Enumeration or analysis? A note on the use and abuse of statistics in project management research
In a detailed and insightful response to my post on bias in project management research, Alex Budzier wrote, “Good quantitative research relies on Theories and has a sound logical explanation before testing something. Bad research gets some data throws it to the wall (aka correlation analysis) and reports whatever sticks.” I believe this is a very important point: a lot of current research in project management uses statistics in an inappropriate manner; using the “throwing data on a wall” approach that Alex refers to in his comment. Often researchers construct models and theories based on data that isn’t sufficiently representative to support their generalisations.
This point is the subject of a paper entitled, On Probability as a Basis for Action, published by Edwards Deming in 1975. In the paper, Deming makes the important distinction between enumerative and analytical studies. The basic difference between the two is that analytical studies are aimed at establishing cause and effect based on data (i.e. building theories that explain why the data is what it is), whereas enumerative studies are concerned with classification (i.e categorising data).

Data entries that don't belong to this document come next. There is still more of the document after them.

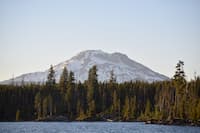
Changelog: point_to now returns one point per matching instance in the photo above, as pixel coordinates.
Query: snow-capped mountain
(124, 68)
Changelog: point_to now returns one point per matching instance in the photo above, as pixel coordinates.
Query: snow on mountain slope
(124, 68)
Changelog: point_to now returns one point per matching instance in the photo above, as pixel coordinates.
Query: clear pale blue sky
(156, 33)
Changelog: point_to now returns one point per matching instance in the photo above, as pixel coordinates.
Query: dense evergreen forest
(93, 100)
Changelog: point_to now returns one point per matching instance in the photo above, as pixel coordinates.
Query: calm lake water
(91, 127)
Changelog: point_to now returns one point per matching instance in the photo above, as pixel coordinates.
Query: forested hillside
(93, 100)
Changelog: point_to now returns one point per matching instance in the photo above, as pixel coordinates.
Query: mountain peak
(124, 68)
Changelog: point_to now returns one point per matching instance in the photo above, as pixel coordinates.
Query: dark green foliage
(109, 100)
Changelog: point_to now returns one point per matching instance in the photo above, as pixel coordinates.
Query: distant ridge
(124, 68)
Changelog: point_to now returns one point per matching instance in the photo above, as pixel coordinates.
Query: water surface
(92, 127)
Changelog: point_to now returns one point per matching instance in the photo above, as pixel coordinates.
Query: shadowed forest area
(166, 101)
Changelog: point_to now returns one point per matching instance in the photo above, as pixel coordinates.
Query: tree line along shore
(175, 101)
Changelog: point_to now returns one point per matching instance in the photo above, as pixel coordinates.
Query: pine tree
(18, 115)
(51, 81)
(38, 105)
(93, 94)
(126, 109)
(71, 99)
(147, 112)
(45, 107)
(63, 80)
(180, 84)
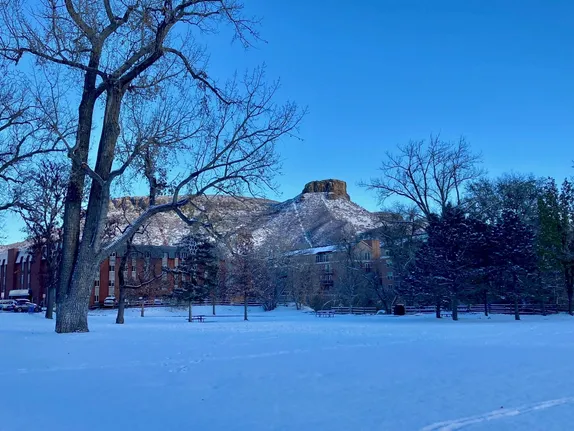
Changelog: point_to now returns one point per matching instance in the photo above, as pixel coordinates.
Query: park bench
(354, 310)
(325, 313)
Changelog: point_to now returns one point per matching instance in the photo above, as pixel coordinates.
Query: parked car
(110, 301)
(23, 305)
(7, 305)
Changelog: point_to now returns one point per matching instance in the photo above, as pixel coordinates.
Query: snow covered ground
(287, 370)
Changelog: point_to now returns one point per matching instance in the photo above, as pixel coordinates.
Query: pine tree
(443, 265)
(514, 257)
(198, 269)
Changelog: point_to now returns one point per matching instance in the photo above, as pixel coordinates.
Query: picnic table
(325, 313)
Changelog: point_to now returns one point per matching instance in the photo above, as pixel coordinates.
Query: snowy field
(287, 370)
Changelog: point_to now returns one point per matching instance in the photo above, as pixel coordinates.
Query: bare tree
(242, 269)
(41, 207)
(24, 136)
(431, 174)
(129, 53)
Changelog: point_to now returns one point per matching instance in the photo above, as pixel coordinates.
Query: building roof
(314, 250)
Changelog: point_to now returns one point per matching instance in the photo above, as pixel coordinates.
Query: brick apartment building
(23, 275)
(328, 262)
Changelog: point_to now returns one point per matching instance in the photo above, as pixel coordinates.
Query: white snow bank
(287, 370)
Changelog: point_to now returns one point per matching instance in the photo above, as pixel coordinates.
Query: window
(322, 257)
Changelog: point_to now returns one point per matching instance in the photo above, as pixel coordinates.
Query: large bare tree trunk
(81, 270)
(570, 289)
(570, 296)
(245, 307)
(72, 308)
(438, 308)
(50, 297)
(121, 306)
(454, 307)
(69, 316)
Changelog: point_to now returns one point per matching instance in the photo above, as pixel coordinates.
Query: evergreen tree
(566, 201)
(443, 266)
(514, 257)
(198, 269)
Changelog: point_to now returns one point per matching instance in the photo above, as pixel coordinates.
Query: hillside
(323, 214)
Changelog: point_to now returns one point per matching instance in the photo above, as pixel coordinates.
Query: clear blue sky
(378, 72)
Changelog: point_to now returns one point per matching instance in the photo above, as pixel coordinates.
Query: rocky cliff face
(335, 189)
(322, 215)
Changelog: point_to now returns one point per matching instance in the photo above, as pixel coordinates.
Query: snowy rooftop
(314, 250)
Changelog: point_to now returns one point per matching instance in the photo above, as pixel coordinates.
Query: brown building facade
(23, 275)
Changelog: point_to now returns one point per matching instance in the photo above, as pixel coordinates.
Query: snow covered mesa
(322, 215)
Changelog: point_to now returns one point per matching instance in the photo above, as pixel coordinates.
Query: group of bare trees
(124, 84)
(459, 234)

In this post I delve into the use (or abuse) of statistics in project management research, with particular reference to enumerative and analytical studies. The discussion presented below is based on Deming’s paper and a very readable note by David and Sarah Kerridge.
Some terminology before diving into the discussion: Deming uses the notion of a frame, which he defines as an aggregate of identifiable physical units of some kind, any or all of which may be selected and investigated. In short: the aggregate of potential samples.
So what’s an enumerative study? In his paper, Deming defines it as one in which, “…action will be taken on the material in the frame studied…The aim of a study in an enumerative problem is descriptive. How many farms or people belong to this or that category? What is the expected out-turn of wheat for this region? How many units in the lot are defective? The aim (in the last example) is not to find out why there are so many or so few units in this or that category: merely how many.”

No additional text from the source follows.